Voilà le genre de démarche qui me plait.

L’objet de cette approche a beau être un brin scabreux, il part d’une bonne intention : la santé.

L’étudiant Morey Talmor s’est amusé à détourner les codes de la cosmétique de luxe pour designer une gamme de produit de rehab baptisée Habit.

Une jolie illustration de vision décalée, invitant à considérer un objet autrement (cf. ces deux exemples).

Transformer les produits de rehab (au look médical nous rappelant à notre faute) en objets esthétiques participe de l’acceptation de sa condition, de la progression de son estime personnelle et sa guérison.
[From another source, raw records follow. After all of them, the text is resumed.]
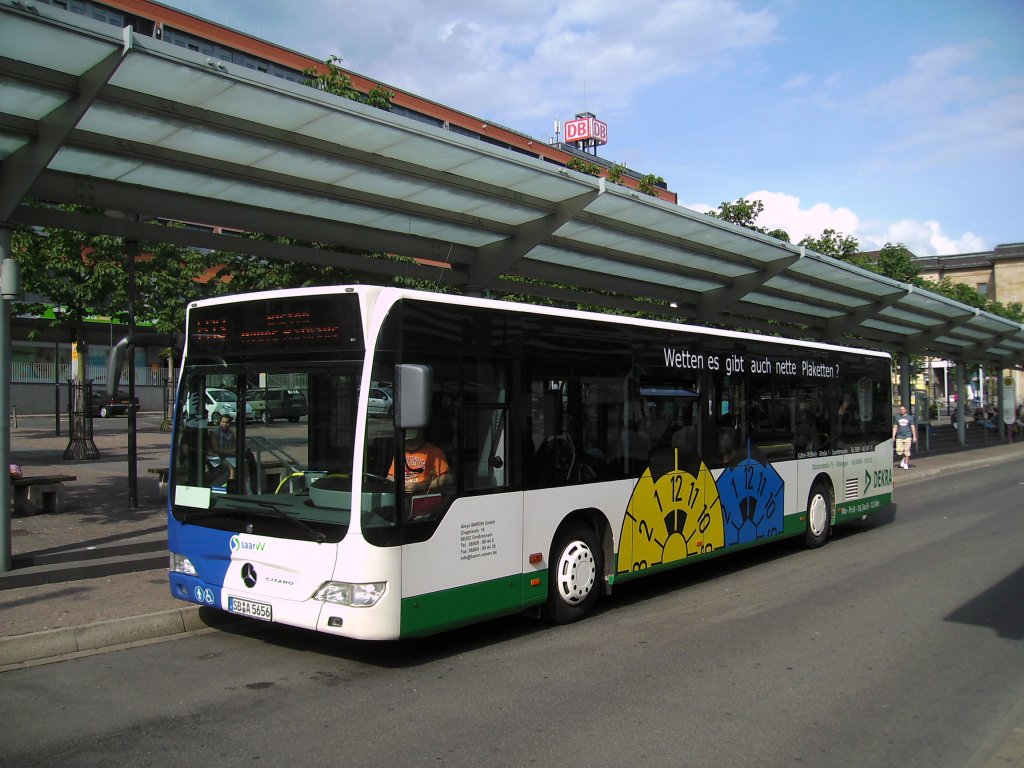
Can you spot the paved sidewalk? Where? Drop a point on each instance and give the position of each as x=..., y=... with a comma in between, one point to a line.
x=98, y=571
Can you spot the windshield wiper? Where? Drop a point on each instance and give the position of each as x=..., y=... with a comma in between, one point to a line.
x=315, y=536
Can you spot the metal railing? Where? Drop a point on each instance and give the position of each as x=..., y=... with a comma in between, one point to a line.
x=38, y=373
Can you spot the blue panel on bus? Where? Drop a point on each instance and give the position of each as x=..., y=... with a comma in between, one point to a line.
x=752, y=496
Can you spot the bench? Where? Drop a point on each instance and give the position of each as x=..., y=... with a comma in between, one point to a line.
x=44, y=493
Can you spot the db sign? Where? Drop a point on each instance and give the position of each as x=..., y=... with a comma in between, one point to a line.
x=583, y=129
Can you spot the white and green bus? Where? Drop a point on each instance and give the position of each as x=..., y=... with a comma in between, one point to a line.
x=568, y=452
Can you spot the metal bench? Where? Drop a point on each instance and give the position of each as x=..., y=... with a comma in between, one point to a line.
x=42, y=494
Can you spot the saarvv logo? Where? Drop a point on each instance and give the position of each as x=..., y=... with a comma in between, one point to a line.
x=239, y=546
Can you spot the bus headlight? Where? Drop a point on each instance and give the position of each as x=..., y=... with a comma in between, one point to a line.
x=354, y=595
x=181, y=564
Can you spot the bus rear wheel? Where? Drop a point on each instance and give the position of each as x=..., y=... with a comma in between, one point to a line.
x=819, y=506
x=573, y=574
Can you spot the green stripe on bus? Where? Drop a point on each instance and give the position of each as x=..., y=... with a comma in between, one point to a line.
x=446, y=609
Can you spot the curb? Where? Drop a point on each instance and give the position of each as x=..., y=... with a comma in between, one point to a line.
x=965, y=465
x=36, y=646
x=35, y=576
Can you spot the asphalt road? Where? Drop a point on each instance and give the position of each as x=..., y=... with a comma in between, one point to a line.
x=897, y=644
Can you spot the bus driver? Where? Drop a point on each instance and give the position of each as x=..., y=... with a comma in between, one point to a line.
x=426, y=467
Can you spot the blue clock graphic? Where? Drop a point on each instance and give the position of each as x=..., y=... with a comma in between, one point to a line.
x=752, y=496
La désintoxication est un comportement louable, autant l’encourager par un dispositif plaisant.

On aime aussi le nom choisi qui a l’élégance de supprimer le RE de rehab, synonyme d’échec.

Faire changer de regard sur un objet est une technique éprouvée mais efficace, souvent synonyme de créativité (on pense aux bouteilles d’eau d’Yves Behar ou aux écouteurs blancs d’iPod)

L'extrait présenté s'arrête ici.